Mendengar panggilan anak Tzuyu untuk dirinya, Nayeon membuka mata sempurna. Bersandar di pintu sambil tangan kirinya menepuk wajahnya yang masih cantik dan awet muda, "Ya! Ya! Ya! Apa wajah ini terlihat sangat tua sampai kau harus memanggil aku Ahjumma?" Wajahnya seolah tidak percaya.

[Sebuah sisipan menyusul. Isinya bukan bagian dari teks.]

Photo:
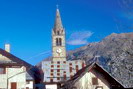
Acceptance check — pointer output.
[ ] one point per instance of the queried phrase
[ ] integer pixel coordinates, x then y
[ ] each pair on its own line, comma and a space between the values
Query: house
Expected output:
92, 76
14, 72
55, 73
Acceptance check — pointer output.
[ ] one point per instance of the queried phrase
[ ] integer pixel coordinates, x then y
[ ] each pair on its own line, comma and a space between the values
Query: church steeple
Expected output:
58, 23
58, 39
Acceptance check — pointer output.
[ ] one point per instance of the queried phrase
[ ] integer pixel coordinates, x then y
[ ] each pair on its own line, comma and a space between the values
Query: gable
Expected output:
4, 59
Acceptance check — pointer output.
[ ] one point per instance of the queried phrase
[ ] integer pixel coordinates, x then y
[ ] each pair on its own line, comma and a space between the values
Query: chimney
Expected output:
7, 47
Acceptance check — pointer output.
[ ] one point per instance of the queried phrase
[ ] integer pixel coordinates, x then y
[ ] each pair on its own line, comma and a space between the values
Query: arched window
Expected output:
60, 41
58, 32
57, 41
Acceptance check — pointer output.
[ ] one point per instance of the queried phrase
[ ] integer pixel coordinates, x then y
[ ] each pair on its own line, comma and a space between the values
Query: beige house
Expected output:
14, 72
92, 76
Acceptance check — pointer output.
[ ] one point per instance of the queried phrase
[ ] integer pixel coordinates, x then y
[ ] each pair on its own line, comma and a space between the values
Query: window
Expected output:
64, 76
2, 70
58, 66
58, 32
64, 62
94, 81
52, 70
70, 64
52, 66
70, 69
27, 82
51, 80
99, 87
52, 74
58, 62
58, 78
58, 70
57, 41
58, 74
60, 41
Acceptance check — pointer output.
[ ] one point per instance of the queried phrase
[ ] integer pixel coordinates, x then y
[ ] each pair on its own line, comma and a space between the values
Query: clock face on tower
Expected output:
59, 50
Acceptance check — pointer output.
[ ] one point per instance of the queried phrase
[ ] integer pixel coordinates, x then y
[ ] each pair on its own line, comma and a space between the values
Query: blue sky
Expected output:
27, 24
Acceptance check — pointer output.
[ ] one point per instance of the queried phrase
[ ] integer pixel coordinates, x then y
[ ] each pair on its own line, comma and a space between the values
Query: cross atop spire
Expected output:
58, 22
57, 6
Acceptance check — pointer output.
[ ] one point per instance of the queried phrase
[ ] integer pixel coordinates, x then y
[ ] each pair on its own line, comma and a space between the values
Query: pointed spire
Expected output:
58, 22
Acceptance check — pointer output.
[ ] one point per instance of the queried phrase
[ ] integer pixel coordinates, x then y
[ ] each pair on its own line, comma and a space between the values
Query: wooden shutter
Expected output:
13, 85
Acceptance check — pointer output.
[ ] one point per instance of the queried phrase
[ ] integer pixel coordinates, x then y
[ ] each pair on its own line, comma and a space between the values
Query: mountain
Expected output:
115, 54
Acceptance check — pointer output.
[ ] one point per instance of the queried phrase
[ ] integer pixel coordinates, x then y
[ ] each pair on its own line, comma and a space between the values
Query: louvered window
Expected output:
94, 81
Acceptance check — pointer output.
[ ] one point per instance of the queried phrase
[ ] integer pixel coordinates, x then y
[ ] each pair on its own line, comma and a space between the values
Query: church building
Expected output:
58, 70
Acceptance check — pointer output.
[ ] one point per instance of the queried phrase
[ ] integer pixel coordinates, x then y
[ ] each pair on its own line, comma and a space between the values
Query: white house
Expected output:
14, 72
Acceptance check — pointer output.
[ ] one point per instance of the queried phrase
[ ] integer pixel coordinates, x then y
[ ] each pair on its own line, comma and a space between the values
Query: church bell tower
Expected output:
58, 39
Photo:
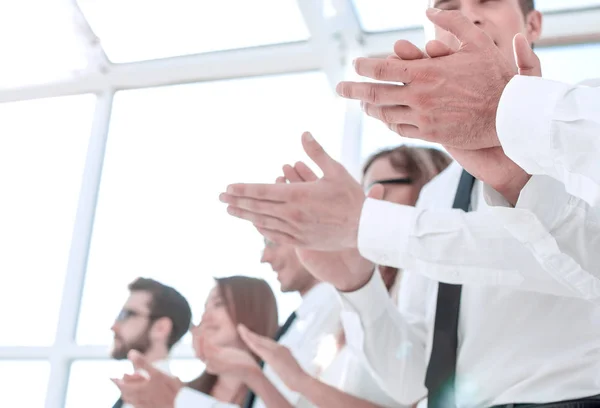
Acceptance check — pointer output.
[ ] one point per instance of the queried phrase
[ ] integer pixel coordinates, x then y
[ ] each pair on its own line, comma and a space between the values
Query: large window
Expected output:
170, 152
89, 377
24, 383
39, 42
136, 30
570, 63
43, 146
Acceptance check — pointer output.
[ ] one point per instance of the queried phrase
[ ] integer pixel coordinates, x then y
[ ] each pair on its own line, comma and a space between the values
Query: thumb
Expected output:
139, 361
528, 63
455, 23
376, 192
317, 154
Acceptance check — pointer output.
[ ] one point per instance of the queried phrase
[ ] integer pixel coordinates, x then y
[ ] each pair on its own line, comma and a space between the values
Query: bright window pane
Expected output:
39, 42
24, 383
554, 5
136, 30
385, 15
42, 153
377, 136
170, 152
571, 63
92, 378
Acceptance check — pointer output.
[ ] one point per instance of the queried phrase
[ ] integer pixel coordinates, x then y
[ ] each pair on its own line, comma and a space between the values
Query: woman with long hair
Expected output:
345, 382
235, 300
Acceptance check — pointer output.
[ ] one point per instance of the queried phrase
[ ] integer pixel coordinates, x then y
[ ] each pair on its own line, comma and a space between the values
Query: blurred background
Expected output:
122, 120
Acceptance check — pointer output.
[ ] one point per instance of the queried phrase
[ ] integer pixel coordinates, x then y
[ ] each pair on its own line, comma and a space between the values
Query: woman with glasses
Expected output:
345, 382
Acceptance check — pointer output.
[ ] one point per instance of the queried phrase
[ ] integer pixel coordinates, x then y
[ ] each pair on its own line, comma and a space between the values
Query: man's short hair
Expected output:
166, 302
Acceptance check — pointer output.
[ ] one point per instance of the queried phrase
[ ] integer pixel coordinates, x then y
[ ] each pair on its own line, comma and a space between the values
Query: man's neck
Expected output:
154, 355
308, 288
227, 388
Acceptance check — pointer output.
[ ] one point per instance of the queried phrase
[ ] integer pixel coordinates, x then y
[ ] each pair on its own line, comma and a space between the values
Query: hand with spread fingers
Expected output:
451, 99
278, 357
281, 360
489, 165
230, 361
322, 214
347, 270
152, 389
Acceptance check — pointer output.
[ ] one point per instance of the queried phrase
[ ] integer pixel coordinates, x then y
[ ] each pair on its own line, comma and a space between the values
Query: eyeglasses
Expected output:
125, 314
405, 181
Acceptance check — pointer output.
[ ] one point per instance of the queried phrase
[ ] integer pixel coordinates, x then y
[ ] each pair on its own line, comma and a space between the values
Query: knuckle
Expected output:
372, 95
424, 120
296, 215
386, 114
381, 70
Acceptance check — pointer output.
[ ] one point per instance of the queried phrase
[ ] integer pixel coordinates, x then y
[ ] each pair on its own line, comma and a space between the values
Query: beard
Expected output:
141, 344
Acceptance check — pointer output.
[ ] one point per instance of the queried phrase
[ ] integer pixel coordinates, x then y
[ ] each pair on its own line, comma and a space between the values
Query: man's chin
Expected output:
119, 354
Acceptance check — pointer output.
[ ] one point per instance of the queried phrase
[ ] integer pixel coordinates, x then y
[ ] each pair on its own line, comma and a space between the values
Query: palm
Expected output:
346, 270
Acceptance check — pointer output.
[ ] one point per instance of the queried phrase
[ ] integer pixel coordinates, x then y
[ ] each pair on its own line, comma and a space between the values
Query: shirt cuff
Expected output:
367, 302
494, 198
524, 121
384, 230
546, 198
189, 398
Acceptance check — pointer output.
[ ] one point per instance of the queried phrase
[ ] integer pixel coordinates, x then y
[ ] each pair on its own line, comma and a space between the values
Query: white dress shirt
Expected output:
548, 243
515, 345
317, 322
349, 373
190, 398
552, 128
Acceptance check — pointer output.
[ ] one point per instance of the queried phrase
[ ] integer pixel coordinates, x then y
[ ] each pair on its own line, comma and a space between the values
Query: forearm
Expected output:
324, 395
267, 392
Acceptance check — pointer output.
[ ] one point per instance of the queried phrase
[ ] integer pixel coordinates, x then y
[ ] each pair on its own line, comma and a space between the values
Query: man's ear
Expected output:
534, 26
161, 330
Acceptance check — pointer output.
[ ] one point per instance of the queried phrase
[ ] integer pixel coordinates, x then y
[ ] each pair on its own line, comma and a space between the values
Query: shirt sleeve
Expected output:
547, 244
392, 346
551, 128
189, 398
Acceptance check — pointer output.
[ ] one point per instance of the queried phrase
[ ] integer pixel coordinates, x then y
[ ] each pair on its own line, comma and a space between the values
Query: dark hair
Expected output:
420, 163
250, 302
166, 302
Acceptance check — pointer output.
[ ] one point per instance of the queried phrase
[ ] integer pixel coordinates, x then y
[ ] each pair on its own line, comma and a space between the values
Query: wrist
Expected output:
252, 376
362, 278
304, 384
512, 189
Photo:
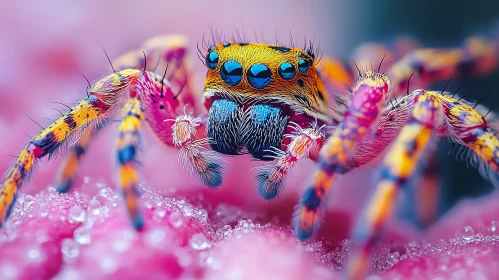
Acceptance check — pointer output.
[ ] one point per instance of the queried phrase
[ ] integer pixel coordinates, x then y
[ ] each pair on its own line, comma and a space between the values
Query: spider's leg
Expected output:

Jeongin melihat ke arah Tzuyu, meminta penjelasan. Ibunya justru mengedikan bahu, mengulum senyum memperhatikan gerakan kaku putranya.
"Panggil saja aku Noona, masih sangat cocok kalau memakai panggilan itu. Mari masuk, mari masuk, suamiku pasti sudah memasak banyak makanan untuk sarapan. Kalian belum sarapan, kan?"
Mengikuti dari belakang, Tzuyu menjawab, "Aku sudah sarapan, tapi jika masakan suamimu enak. Aku masih bisa menampung banyak makanan lagi di perutku. Kau tahu aku sangat suka makan."
"Aish," Nayeon berdecak, "Benar juga, kau sangat banyak makan. Oh iya, kabar orang tua kita di Indonesia bagaimana? Sudah lama sekali aku tidak menelfon mereka."
"Mereka semua baik-baik saja di sana. Katanya tinggal di Indonesia lebih menyenangkan dan banyak pepohonan rindang yang membuat udara menjadi sangat segar. Pinky sebentar lagi akan pindah ke sini ikut bersamaku."
"Aku kemarin di telfon anak cerewet itu, katanya ingin mencari kerja di sini. Syukurlah kalau orang tua kita baik-baik saja. Semenjak Eomma marah padaku, aku sudah tidak berani lagi menelfon mereka."
Tzuyu mendudukan Jeongin di salah satu kursi kosong, kemudian mengambil tempat duduk tepat di sampingnya, "Aku malah belum tahu mengenai hal itu. Marah karena apa? Kau dan Ahjumma sering marah tapi biasanya hanya sebentar."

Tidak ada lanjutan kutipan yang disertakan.